While in England, I learned how to be more independent and self-reliant. In the United States, my professors stress office hours and offering assistance during class lectures. In London, however, it is assumed that you will reach out for help if you need it. Attendance is not checked in major lectures, but if you miss class, it is a given that you will make up all the work on your own time.

I also learned independence in a nonacademic setting. For example, being from the Midwest, I found the public transportation system quite new. Unlike in the United States where everyone has their own cars, it is extremely common in London to use the underground, buses and other forms of public transportation. I felt incredibly empowered the day I was able to go from the East End to the West End without asking for help. Though it may seem a small hurdle to overcome, the sense of liberation and accomplishment felt fantastic!

Having lived abroad at a younger age, I thought I knew a lot about cultural diversity, but going to school at the university level in an international city such as London shed a new light on my historical perspectives. In all of my classes, at least five different countries were represented. This was an invaluable experience that I don’t think I could have had without studying abroad. With various global socio-political and economic events occurring in real time, the cultural differences between Western and Eastern countries represented by my classmates made it interesting to talk about different business topics. For example, I learned there are significant variances in how discipline is managed in the workplace and how companies approach globalization and business strategies. As a business major, these diverse cultural experiences have provided lessons that I will leverage for years following graduation from the Krannert School of Management.

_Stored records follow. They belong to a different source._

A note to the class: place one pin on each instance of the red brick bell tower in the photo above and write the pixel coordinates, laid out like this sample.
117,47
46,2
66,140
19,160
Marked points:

Finally, studying abroad taught me to be more mature academically. Traveling and exploring a new environment provided a natural distraction to focusing on academics. I learned how to prioritize my goals. I developed the ability to be more productive with my limited amount of time to assure I allotted the appropriate amount for studying and classwork. I learned how to self-sufficiently teach myself topics that were introduced in class.

Instructors at Queen Mary’s expect you to not only know the theories, but also how to apply them. We were expected to use our insights and critical thinking to identify when a theory might fall short or be limited in certain situations. Academics in the United Kingdom are driven by more than just memorization. The definition of academic success is more about learning to think for yourself and to fully develop your insights as to why you think the way you do. At the same time, emphasis was placed on the practical application of the lessons to real life and how we will implement them as future managers.

Overall, this experience has made me grow as an individual and a student. Studying abroad has affected me in more ways than I can express and has helped me learn hard and soft skills that will be priceless in the business and managerial setting.